Gracias a una conectividad permanente a internet podían utilizarse herramientas como el correo electrónico, acceder a programas de mensajería instantánea (chats) como MSN Messenger, hacer videollamadas en caso de que los ordenadores estuvieran dotados de webcams o visitar páginas web. ¿Cuál era el inconveniente? La poca seguridad con la que se contaba y que no era económicamente accesible para todo el mundo.

Si bien los cibercafés facilitaron el acceso a Internet a muchas personas, su modelo de negocio no era necesariamente económico ni accesible para todos. Surgió entonces una necesidad apremiante de democratizar el acceso a la información y la comunicación en línea.

La revolución de la bibliotecas públicas

Aquí es donde las bibliotecas públicas entraron en acción. Al reconocer la importancia de brindar acceso público a Internet de manera gratuita a sus comunidades, las bibliotecas se convirtieron en auténticos bastiones de inclusión digital. Tomaron medidas significativas para democratizar el acceso a la información y el conocimiento.

Wi-Fi gratuito: Más allá de los libros

A medida que avanzaba el siglo XXI, la demanda de conectividad inalámbrica se hizo cada vez más evidente. Uno de los avances más notables fue la implementación de Wi-Fi gratuito en las bibliotecas que incrementó todavía más el número de personas interesadas en asistir para conectarse a Internet. Esto permitió que cualquier persona con un dispositivo propio, compatible y una necesidad de conexión pudiera acceder a Internet sin coste alguno. Las bibliotecas no solo se convirtieron en lugares para leer y estudiar, sino también en espacios donde las personas podían conectarse digitalmente con el mundo.

Además de ofrecer acceso público a Internet, las bibliotecas se embarcaron en la misión de capacitar a sus usuarios en el uso de la tecnología. Ofrecieron programas de alfabetización digital, cursos de ordenadores y talleres sobre cómo navegar de manera segura por la web. Esta iniciativa fue fundamental para empoderar a las personas y ayudarlas a aprovechar al máximo la era digital.

La principal diferencia que existía y existe entre los puntos de acceso público a internet que residen en equipamientos públicos, como las bibliotecas, y los puntos de zonas Wi-Fi que podemos encontrar en las calles de una ciudad es el grado de protección de la que disfruta el usuario. Mientras que en las bibliotecas se vela por un correcto uso de la conectividad, evitando páginas de contenido dudoso, malicioso, etc., en los espacios abiertos la falta de seguridad es más probable. En la calle, el usuario es quien debe tener más en cuenta cómo y dónde se conecta y qué páginas son las que visita.

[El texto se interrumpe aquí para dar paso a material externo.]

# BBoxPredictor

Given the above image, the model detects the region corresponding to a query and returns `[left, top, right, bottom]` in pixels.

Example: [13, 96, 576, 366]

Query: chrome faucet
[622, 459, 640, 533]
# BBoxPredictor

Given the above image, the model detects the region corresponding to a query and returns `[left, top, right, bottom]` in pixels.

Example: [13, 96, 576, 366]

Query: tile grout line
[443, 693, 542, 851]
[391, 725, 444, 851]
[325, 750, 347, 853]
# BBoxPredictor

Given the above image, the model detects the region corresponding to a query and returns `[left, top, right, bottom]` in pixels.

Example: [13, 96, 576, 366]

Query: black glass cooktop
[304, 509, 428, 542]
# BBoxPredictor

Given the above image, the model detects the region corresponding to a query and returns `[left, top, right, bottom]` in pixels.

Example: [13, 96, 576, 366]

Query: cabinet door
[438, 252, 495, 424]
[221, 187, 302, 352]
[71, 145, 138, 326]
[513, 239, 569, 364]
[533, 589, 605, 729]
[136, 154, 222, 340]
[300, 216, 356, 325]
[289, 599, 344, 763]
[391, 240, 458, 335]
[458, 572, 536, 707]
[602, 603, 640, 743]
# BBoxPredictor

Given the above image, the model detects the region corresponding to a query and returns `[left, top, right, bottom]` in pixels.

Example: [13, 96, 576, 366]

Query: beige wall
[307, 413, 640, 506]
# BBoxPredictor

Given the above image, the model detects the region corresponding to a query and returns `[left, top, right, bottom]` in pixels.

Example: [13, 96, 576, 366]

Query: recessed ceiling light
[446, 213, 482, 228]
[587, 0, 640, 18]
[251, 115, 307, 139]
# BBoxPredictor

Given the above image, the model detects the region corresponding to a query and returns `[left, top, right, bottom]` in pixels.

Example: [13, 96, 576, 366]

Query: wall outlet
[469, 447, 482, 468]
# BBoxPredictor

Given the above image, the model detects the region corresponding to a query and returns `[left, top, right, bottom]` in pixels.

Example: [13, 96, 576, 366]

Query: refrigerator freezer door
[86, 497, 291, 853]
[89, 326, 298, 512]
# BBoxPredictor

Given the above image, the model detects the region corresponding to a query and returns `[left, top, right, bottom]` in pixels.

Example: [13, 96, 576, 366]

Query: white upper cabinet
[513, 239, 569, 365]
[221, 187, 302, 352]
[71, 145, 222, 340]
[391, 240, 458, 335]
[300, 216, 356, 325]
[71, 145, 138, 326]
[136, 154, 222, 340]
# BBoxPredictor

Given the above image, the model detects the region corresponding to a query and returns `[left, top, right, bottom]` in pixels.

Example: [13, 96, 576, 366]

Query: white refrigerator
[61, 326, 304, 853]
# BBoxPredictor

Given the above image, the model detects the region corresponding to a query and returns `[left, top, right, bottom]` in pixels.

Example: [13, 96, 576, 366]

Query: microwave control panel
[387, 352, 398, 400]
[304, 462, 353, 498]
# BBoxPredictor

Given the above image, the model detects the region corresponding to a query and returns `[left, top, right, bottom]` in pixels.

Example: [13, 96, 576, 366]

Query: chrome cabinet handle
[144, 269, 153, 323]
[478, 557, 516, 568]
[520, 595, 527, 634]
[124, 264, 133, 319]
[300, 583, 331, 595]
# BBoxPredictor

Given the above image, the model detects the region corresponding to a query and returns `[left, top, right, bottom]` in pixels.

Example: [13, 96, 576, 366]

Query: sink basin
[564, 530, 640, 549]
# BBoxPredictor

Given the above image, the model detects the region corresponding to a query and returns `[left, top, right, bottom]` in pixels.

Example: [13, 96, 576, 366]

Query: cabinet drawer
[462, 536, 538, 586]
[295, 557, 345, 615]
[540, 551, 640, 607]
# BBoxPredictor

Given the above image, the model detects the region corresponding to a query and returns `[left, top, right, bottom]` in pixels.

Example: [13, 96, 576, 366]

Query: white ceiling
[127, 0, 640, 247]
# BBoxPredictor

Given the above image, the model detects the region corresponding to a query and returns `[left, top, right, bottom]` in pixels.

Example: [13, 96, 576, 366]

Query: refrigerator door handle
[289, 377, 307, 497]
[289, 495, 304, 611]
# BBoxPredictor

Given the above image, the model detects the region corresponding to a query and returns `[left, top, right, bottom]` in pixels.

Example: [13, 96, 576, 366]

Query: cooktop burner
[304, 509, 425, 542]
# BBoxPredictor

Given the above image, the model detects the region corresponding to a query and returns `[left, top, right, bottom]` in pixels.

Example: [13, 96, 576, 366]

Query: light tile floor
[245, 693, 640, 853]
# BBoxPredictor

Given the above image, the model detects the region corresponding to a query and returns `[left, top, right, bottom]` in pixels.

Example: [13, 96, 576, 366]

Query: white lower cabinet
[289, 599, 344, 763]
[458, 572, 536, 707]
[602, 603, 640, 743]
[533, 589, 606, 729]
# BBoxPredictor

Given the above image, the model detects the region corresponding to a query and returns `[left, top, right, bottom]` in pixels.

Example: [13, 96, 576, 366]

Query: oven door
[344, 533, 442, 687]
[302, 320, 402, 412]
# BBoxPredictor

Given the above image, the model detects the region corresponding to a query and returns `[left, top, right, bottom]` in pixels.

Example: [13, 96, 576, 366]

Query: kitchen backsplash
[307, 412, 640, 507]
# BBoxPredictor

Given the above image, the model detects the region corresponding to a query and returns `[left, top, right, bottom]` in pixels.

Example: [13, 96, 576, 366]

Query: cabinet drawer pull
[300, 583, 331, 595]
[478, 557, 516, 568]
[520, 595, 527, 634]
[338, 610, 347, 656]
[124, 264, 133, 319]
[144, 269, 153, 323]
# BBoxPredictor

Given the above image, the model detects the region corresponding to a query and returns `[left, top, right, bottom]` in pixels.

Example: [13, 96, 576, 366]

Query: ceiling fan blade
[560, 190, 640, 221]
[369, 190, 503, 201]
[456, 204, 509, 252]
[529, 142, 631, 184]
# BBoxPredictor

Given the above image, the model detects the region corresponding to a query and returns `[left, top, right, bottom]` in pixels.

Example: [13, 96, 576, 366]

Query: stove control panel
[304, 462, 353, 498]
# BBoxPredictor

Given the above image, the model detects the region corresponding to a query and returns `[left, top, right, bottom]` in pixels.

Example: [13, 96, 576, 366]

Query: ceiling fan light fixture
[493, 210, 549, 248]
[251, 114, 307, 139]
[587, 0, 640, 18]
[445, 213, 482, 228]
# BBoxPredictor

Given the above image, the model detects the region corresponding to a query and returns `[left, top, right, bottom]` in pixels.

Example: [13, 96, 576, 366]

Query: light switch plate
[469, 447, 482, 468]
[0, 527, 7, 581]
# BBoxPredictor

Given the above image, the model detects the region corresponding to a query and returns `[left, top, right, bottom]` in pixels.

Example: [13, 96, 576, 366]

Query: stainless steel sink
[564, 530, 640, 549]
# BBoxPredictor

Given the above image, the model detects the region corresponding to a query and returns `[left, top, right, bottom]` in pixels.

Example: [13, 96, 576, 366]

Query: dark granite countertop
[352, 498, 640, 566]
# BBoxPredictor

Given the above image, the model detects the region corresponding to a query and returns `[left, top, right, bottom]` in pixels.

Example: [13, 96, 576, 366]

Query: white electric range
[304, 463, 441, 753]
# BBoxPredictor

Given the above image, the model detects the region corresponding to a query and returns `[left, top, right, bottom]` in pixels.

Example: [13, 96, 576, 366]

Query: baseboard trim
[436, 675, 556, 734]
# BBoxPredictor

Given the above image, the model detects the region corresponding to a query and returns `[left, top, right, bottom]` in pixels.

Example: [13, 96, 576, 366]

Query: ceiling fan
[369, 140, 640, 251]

Espacios de trabajo colaborativo

La introducción de Wi-Fi en las bibliotecas amplió significativamente su papel como centros de recursos digitales y lugares de trabajo colaborativo. Ahora, los usuarios podían llevar a cabo investigaciones, trabajar en proyectos y acceder a recursos en línea con sus propios dispositivos, lo que hacía que las bibliotecas fueran aún más relevantes en la era digital.

Actualmente las bibliotecas no solo proporcionan acceso público a Internet, sino que también se han transformado en espacios de trabajo colaborativo. Ofrecen salas de estudio, zonas de coworking y acceso a recursos digitales, lo que permite a estudiantes, emprendedores y profesionales desarrollar proyectos, investigaciones y emprendimientos.

Hoy en día, las bibliotecas públicas siguen siendo piezas fundamentales en la evolución del acceso público a Internet. A medida que la tecnología avanza, estas instituciones se mantienen a la vanguardia, ofreciendo conexiones de alta velocidad, servicios en línea y recursos digitales actualizados.

La evolución del acceso público a Internet ha sido un viaje apasionante que ha democratizado la información y la conectividad. En este proceso, las bibliotecas públicas han demostrado ser líderes en la promoción de la inclusión digital y el empoderamiento de las comunidades. Continúan siendo faros de conocimiento, colaboración y acceso gratuito a Internet en un mundo cada vez más digitalizado.